Intel's recommendation posted earlier this week that those using processors possibly impacted by the Spectre/Meltdown vulnerabilities should hold off on downloading the current, flawed versions of its patch is placing millions of people in a precarious, but not necessarily dangerous, situation.
The self-imposed moratorium means millions of end users have no recourse right now when it comes to dealing with CVE-2017-5754, CVE-2017-5753 and CVE-2017-5715 that take advantage of the speculative execution performance feature in modern CPUs make the memory of virtually all computers and devices accessible to hackers. Although many companies have issued their own patches, the industry is still waiting on a final fix from Intel.
“We recommend that OEMs, cloud service providers, system manufacturers, software vendors and end users stop deployment of current versions, as they may introduce higher than expected reboots and other unpredictable system behavior,” Navin Shenoy, executive vice president and general manager of Intel's Data Center Group, said yesterday.
In the meantime there are some steps IT managers, and even end-users, can take to keep their systems safe until Intel releases a proper update.
“In times like these, customers should be extra vigilant to ensure they have not been compromised. Network traffic analytics should be used to monitor their environment for anomalous traffic patterns and unusual behaviors,” said Bob Noel, Plixer's director of strategic relationships and marketing, to SC Media.
The other option for cybersecurity staffers is to simply keep up their normal level of vigilance while they wait.
“The basic advice is to continue to practice good security hygiene. You can't control the silicon issues of Spectre/Meltdown, and given that Intel completely fumbled the patches, to put it mildly, you should ensure that all of your software -- OS, applications, browsers and plugins, are all up-to-date. In addition, continue to practice "safe browsing" and don't visit suspect sites, click on links that you are unfamiliar with, and simply be diligent about reporting anything that seems strange to your IT Support,” Mike Kail, CTO of CYBRIC told SC Media.
Noel brought up the salient fact that not heeding Intel's recommendation and installing an unstable patch may not only lead to system problems, but could scare people off from updating their system in the future.
“The secondary problem this unstable patch code creates is a general hesitancy for end users to quickly apply future patches. Early adopters of these patches experienced hardware reboots and downtime, which is likely to leave them wary of becoming early adopters for future patches,” Noel said.
While Intel's suggestion might create some level of annoyance and anxiety among those using the affected processors, there are a few positive themes to focus upon.
Randy Abrams, Senior Security Analyst at Webroot, praised Intel for being forthright and telling its customers to hold off and wait for the proper patch.
“Historically we have seen cases where the cure is worse than the problem.
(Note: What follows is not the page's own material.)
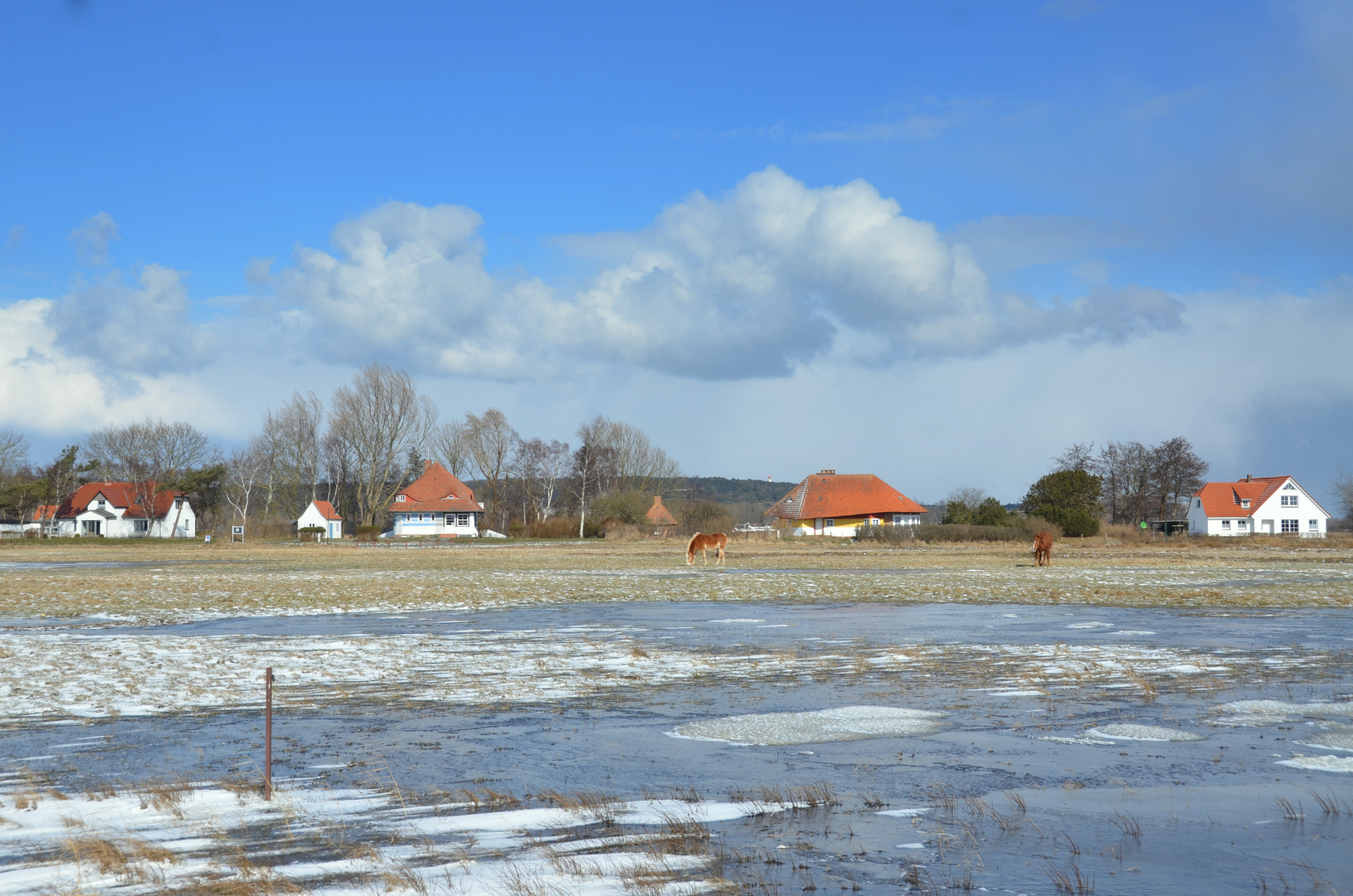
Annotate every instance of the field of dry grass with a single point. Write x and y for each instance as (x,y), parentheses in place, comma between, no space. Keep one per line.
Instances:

Thoroughly testing an enormous matrix of hardware and software against any patch is increasingly error-prone when amount of time allowed for development and regression testing in inadequate. The risk of the unpatched vulnerability is nowhere close to cause for alarm as the buggy patch,” he told SC Media.
Another glass half-full thought is that at least the vulnerabilities are not actively being abused in the wild, said Alex Heid, white hat hacker and Chief Research Officer with SecurityScorecard.
“Although the vendor supplied patches for Meltdown and Spectre have been reported to cause performance issues and vendors are recommending waiting for a more stable version, consumers can be confident in the fact that these particular vulnerabilities and exploitation vectors have not been fully weaponized yet for use in the wild by malicious attackers,” he told SC Media.
Lane Thames, Tripwire's senior security researcher, pointed out that there other proactive steps that can be taken while waiting on Intel.
“Patch management and vulnerability management is always a game of managing risk. In this case, the problem revolves around Intel's patches. In general, I would follow their advice for this issue. However, keep in mind that mitigation (at least partially) is available by ensuring patches for these vulnerabilities available from operating system vendors are installed,” he told SC Media.
Richard Henderson, global security strategist at Absolute concurred saying, “Don't let the fact that Intel yanked these updates cause you to lose faith in the traditional maxim of patching as soon as you can. Intel's not the first vendor to pull patches after additional issues are found, or created by the patch itself. They certainly won't be the last.”